Are sesquiterpenes a good source of secondary organic cloud condensation nuclei (CCN)? Revisiting β-caryophyllene CCN

Secondary organic aerosol (SOA) was formed in an environmental reaction chamber from the ozonolysis of beta-caryophyllene (beta-C) at low concentrations (5 ppb or 20 ppb). Experimental parameters were varied to characterize the effects of hydroxyl radicals, light and the presence of lower molecular weight terpene precursor (isoprene) for beta-C SOA formation and cloud condensation nuclei (CCN) characteristics. Changes in beta-C SOA chemicophysical properties (e. g., density, volatility, oxidation state) were explored with online techniques to improve our predictive understanding of beta-C CCN activity. In the absence of OH scavenger, light intensity had negligible impacts on SOA oxidation state and CCN activity. In contrast, when OH reaction was effectively suppressed (> 11 ppm scavenger), SOA showed a much lower CCN activity and slightly less oxygenated state consistent with previously reported values. Though there is significant oxidized material present (O/C > 0.25), no linear correlation existed between the mass ratio ion fragment 44 in the bulk organic mass (f(44)) and O/C for the beta-C-O-3 system.
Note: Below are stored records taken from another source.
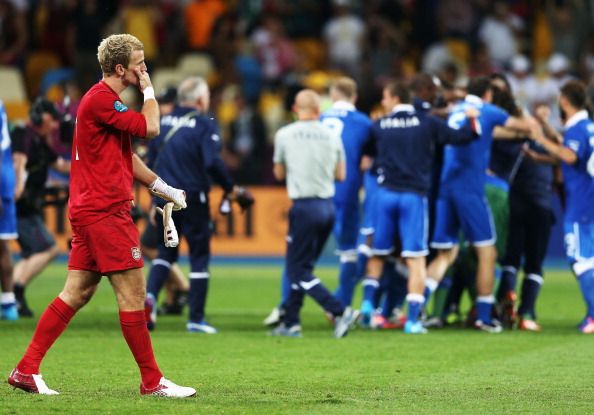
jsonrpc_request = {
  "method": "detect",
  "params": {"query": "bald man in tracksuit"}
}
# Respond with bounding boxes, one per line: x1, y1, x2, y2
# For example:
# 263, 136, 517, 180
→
271, 89, 357, 338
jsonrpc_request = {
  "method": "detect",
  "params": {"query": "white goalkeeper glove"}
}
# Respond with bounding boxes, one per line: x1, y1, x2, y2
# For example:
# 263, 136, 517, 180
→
157, 202, 179, 248
148, 177, 188, 210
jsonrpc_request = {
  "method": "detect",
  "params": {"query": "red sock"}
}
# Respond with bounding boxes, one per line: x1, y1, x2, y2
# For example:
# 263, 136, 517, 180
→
120, 310, 163, 389
17, 297, 76, 374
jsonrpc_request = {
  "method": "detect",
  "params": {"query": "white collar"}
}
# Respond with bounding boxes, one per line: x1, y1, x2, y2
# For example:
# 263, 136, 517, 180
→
392, 104, 415, 112
565, 110, 589, 129
464, 94, 483, 105
332, 101, 356, 111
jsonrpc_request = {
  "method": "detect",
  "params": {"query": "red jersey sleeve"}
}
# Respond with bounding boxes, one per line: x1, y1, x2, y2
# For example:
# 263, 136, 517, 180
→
91, 91, 146, 137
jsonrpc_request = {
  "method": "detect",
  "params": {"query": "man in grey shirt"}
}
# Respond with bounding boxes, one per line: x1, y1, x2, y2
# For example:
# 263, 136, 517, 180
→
271, 89, 358, 338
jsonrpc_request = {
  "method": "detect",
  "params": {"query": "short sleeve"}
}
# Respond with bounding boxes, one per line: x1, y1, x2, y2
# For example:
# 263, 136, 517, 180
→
11, 127, 29, 154
488, 105, 509, 125
272, 130, 285, 164
90, 91, 147, 137
334, 136, 346, 163
564, 127, 589, 163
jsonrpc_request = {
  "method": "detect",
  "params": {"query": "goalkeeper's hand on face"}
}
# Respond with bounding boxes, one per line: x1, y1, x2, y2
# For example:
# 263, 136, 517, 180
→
148, 177, 188, 210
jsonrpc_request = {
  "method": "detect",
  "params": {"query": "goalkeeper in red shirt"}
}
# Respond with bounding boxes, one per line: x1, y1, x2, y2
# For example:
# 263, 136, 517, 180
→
8, 34, 196, 398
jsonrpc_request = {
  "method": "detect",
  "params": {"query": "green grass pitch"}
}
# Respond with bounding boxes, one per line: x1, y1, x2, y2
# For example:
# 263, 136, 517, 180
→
0, 263, 594, 415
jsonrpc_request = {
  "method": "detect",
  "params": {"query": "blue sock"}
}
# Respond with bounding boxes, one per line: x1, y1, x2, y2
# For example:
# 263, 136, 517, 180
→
363, 277, 379, 304
518, 274, 543, 320
188, 278, 210, 323
281, 267, 291, 304
334, 261, 357, 306
357, 252, 369, 281
382, 264, 408, 318
578, 269, 594, 317
146, 258, 171, 301
476, 295, 495, 324
406, 294, 425, 323
423, 278, 439, 305
497, 265, 518, 301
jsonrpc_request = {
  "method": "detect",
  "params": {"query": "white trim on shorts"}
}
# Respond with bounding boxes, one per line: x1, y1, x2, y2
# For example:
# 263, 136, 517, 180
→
371, 247, 394, 256
359, 227, 375, 236
0, 232, 19, 241
470, 238, 497, 248
429, 242, 459, 249
400, 249, 429, 258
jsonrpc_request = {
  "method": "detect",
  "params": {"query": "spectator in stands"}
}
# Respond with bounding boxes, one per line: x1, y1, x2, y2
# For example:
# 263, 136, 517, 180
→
507, 54, 539, 110
251, 15, 297, 86
479, 0, 524, 68
184, 0, 227, 50
118, 0, 161, 67
12, 98, 70, 317
72, 0, 109, 91
0, 101, 19, 321
324, 0, 366, 80
0, 0, 28, 66
226, 94, 270, 184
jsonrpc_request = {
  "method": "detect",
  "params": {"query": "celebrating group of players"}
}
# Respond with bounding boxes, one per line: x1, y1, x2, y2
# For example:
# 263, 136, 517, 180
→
265, 74, 594, 336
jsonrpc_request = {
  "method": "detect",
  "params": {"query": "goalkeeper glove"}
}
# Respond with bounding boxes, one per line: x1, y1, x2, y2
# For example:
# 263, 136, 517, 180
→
157, 202, 179, 248
148, 177, 188, 210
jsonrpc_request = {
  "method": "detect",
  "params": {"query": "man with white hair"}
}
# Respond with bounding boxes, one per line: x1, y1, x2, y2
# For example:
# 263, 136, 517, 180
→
146, 77, 243, 334
507, 54, 539, 110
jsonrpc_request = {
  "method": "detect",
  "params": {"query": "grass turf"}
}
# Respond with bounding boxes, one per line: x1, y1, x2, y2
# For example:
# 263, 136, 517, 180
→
0, 264, 594, 415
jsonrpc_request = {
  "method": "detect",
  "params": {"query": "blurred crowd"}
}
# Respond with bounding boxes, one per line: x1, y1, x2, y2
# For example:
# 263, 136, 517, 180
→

No direct correlations were observed with other aerosol bulk ion fragment fraction (f(x)) and kappa as well. A mixture of beta-C and lower molecular weight terpenes (isoprene) consumed more ozone and formed SOA with distinct characteristics dependent on isoprene amounts. The addition of isoprene also improved the CCN predictive capabilities with bulk aerosol chemical information. The beta-C SOA CCN activity reported here is much higher than previous studies (kappa < 0.1) that use higher precursor concentration in smaller environmental chambers; similar results were only achieved with significant use of OH scavenger. Results show that aerosol formed from a mixture of low and high molecular weight terpene ozonolysis can be hygroscopic and can contribute to the global biogenic SOA CCN budget.